Court of Appeal for Ontario
Date: 2022-06-23 Docket: C69958
Before: Huscroft, Nordheimer and Copeland JJ.A.
Parties and Counsel
BETWEEN
Gerald Anthony Applicant (Respondent)
and
Attila Vinczer Respondent (Appellant)
Counsel: Attila Vinczer, acting in person Gerald Anthony, acting in person
Heard: June 22, 2022
On appeal from the order of Justice R. Cary Boswell of the Superior Court of Justice, dated October 4, 2021, with reasons reported at 2021 ONSC 6481.
Reasons for Decision
[1] Mr. Vinczer appeals from the order of the application judge that declared him to be a vexatious litigant. At the conclusion of the hearing, we dismissed the appeal for reasons to follow. We now provide our reasons.

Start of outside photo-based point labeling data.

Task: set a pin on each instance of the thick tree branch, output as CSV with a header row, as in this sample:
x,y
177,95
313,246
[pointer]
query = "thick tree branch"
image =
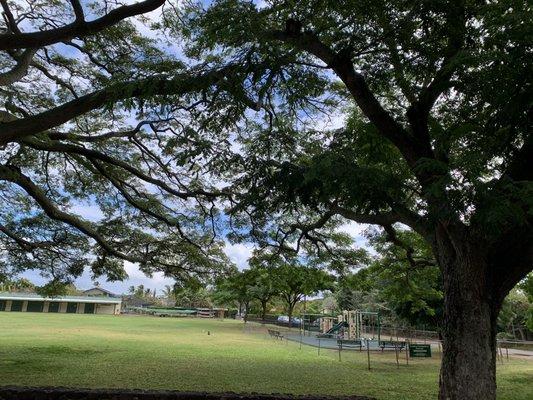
x,y
92,155
14,175
342,65
142,88
78,28
19,70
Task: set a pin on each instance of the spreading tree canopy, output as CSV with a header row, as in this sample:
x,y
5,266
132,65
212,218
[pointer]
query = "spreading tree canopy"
x,y
294,117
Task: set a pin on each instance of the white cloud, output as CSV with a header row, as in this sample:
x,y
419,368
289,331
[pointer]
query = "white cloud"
x,y
239,253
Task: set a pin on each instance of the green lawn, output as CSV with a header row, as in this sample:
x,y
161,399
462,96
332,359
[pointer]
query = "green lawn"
x,y
172,353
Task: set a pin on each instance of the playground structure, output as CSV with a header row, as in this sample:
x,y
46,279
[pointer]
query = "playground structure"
x,y
350,325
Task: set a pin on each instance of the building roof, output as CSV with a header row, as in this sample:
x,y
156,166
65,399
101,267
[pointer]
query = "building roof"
x,y
102,290
68,299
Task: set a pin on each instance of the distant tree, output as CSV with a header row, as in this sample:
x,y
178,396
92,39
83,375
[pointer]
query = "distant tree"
x,y
297,280
266,283
527,286
514,314
236,288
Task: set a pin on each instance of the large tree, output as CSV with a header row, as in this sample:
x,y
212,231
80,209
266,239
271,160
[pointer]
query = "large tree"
x,y
439,139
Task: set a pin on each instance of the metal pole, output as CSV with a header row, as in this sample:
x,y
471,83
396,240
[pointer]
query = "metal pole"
x,y
368,353
379,328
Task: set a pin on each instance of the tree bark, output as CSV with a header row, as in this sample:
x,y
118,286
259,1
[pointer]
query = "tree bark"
x,y
468,370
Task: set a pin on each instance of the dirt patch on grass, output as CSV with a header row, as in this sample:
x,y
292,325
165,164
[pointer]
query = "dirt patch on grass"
x,y
59,393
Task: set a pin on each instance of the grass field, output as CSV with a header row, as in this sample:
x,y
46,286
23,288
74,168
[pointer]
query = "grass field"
x,y
171,353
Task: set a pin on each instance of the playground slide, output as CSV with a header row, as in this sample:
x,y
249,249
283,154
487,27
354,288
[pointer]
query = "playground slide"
x,y
337,327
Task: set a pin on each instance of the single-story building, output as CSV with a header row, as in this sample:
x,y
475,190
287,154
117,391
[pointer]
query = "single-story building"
x,y
31,302
98,291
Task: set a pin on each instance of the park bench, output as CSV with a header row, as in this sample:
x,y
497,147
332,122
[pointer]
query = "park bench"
x,y
349,344
390,344
275,334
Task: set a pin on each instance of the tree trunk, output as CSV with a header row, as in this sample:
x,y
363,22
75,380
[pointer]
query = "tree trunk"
x,y
468,370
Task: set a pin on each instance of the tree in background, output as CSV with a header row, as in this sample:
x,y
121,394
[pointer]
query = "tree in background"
x,y
296,281
236,289
513,317
266,280
527,286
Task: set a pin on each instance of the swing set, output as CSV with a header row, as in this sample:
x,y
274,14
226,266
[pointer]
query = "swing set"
x,y
351,324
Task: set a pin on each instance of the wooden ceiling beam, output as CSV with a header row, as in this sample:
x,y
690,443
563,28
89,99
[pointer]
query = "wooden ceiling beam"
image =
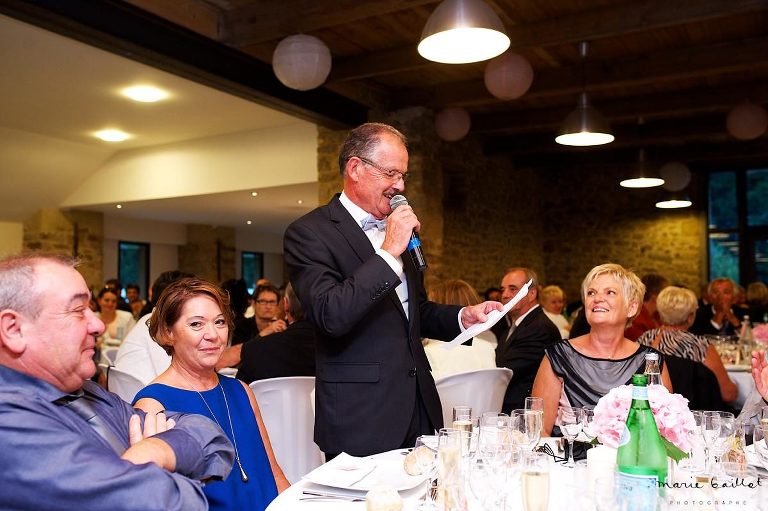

[2] The appellant and the respondent have been embroiled in litigation for many years. The litigation arises out of a mortgage granted by the appellant and his parents to the respondent’s company. The mortgage was secured against properties owned by the appellant and his parents.
[3] The application judge set out in detail the history of the proceedings between the parties. In essence, the respondent has been attempting to enforce the mortgage against the properties but has been resisted at every turn by the appellant. This resistance involves numerous motions for injunctions, improper registration of a caution, appeals, and like conduct.
[4] Beyond the mortgage proceeding, the appellant commenced three actions – the first advancing a claim for over $24 million in damages based on more than 40 different causes of action, the second seeking roughly $3.8 million in damages for bad faith conduct, and the third involving a claim for over $1 million in damages arising out of an alleged defamation.
[5] In his appeal, the appellant alleges that the application judge was biased because of some comments that the application judge had made in earlier proceedings that were not favourable to the appellant. The appellant asked the application judge to recuse himself from the vexatious litigant application, but the application judge declined to do so.
[6] The appellant failed to make out a proper foundation for the bias allegation. Inevitably, in ongoing proceedings between parties that are heard by the same judge, comments are necessarily going to be made by the judge disposing of a particular step in the proceeding that a party may not like. That reality does not establish bias on behalf of the judge concerned. An informed person, viewing the matter realistically and practically, would not conclude that unfavourable comments of the type involved here would amount to a showing of bias by the presiding judge: Committee for Justice and Liberty v. National Energy Board, [1978] 1 S.C.R. 369, at p. 394, per de Grandpré J. (dissenting); Yukon Francophone School Board, Education Area #23 v. Yukon (Attorney General), 2015 SCC 25, [2015] 2 S.C.R. 282, at paras. 20-21.
[7] The appellant also asserts that the application judge erred in staying two of the three other actions without determining whether they were unreasonable or bound to fail. [1] The appellant’s assertion in this regard ignores the fact that the application judge only provisionally stayed those two actions. The application judge expressly left open the opportunity for the appellant to satisfy the court “that the claims advanced in those actions are sufficiently meritorious that it is in the interests of justice that they continue”. That opportunity is still available to the appellant.
[8] Finally, the appellant challenges the vexatious litigant declaration itself. The application judge set out, in his reasons, the basis upon which he concluded that the appellant “bears a significant number of the hallmarks of a vexatious litigant.” The appellant has failed to show any error in the application judge’s reasons, or conclusion, on that issue.
[9] It is for these reasons that the appeal was dismissed. The respondent is entitled to his costs of the appeal which we fix in the amount of $500 inclusive of disbursements and H.S.T.
“Grant Huscroft J.A.”
“I.V.B. Nordheimer J.A.”
“J. Copeland J.A.”
[1] The third action had already been provisionally stayed by other judges.